Local Funding Sources

The major source of public library funding in Montana comes from local property taxes, either through a specific mill levy or an appropriation from general funds. State law allows the governing body of a city or county with an established public library to levy a special tax in the amount necessary to maintain adequate public library service unless an increased mill levy is approved through a vote of the people.

In addition, emergency mill levies can be used as a source of funding for special needs. The timeline below outlines the steps and timing necessary to pass a mill levy.

Libraries that receive funds from mill levies are eligible to receive prorated money from sources other than property taxes as well, such as ancillary taxes including motor vehicle taxes, oil and gas production taxes, motorcycle fees and so on. State law also allows the governing body of any city or county, or a combination of the city and county, to establish a library depreciation fund. This money can be used to acquire property, make capital improvements and purchase equipment necessary for library services. City or county funds allocated to the library but not spent at the end of the fiscal year can be applied to the library depreciation reserve fund. The library board must request establishment of this fund. To obtain more local support for your library, you may wish to ask the public to vote on a special mill levy for the library. It's a time consuming task, but worth it. You'll receive a much-needed boost to your budget if you are successful and will be able to offer better services.

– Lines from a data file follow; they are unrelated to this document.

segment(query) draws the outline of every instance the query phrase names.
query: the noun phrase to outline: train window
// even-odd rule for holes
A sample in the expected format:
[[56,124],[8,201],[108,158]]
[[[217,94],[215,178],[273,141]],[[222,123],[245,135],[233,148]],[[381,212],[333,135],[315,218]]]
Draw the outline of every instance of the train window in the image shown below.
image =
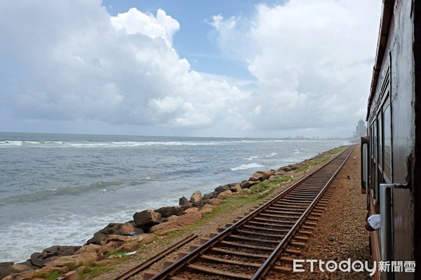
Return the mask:
[[377,197],[377,125],[375,120],[373,122],[373,125],[371,126],[371,132],[373,135],[373,141],[371,143],[372,147],[371,150],[373,151],[373,158],[371,159],[372,164],[371,166],[371,188],[373,192],[373,198],[375,199]]
[[390,106],[383,106],[383,174],[385,181],[392,181],[392,122]]
[[[377,114],[377,164],[379,170],[383,169],[383,122],[382,121],[381,112]],[[380,183],[380,182],[379,182]]]

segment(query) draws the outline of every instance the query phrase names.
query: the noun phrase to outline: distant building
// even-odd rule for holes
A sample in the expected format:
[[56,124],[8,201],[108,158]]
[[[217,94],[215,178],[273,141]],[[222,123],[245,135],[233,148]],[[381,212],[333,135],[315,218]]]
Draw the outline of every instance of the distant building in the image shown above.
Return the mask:
[[354,136],[356,138],[359,138],[362,136],[367,135],[367,127],[366,127],[366,122],[363,120],[360,120],[358,122],[358,125],[356,126],[356,130],[354,133]]

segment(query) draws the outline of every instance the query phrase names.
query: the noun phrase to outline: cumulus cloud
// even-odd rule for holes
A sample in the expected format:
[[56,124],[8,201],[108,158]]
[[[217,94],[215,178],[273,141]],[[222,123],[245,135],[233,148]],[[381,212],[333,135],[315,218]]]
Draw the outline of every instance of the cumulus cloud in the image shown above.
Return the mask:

Suggested Mill Levy Timeline

January - March

Library director and board define goals and prepare budget for upcoming year

April - May

Trustees communicate with city or county commissioners about budget and the need for a mill levy.

June - July

Library board seeks out the legal requirements and ballot language.

August - September

Director and board recruit for board/citizens' task force and appoint task force members.

October - December

Task force identifies funding sources and develops the petition*. Task force presents recommendations to the trustees. Trustees adopt task force recommendations and support petition.

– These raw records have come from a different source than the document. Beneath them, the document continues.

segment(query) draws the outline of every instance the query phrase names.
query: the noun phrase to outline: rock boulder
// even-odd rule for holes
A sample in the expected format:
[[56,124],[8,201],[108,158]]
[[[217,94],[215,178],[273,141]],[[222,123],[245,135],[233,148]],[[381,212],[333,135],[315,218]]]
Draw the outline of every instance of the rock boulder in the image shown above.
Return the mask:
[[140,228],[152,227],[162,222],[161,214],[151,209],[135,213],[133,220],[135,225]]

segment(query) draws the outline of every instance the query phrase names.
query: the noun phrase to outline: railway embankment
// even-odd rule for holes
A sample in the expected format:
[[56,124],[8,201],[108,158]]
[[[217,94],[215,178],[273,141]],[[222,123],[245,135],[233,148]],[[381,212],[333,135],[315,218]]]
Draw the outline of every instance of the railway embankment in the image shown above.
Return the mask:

Task force circulates petition*, which must be signed by at least five percent of the resident taxpayers. Trustees meet with city or county clerk to review ballot language. Trustees and commissioners meet to discuss petition and election. Trustees and task force hold an informational meeting about the adopted mill levy vote.


Library board files petition* with governing body at least 90 days prior to the general election. Task force recruits a citizens' campaign committee.

March - May

Citizen's campaign committee prepares facts, fliers and other materials; holds informational meetings for the public; and implements other steps in publicity campaign.



**Petition may not be required if local governing body handles the entire process by its power of resolution.
**Develop comparable timelines for elections not in June by working back from the date of the election.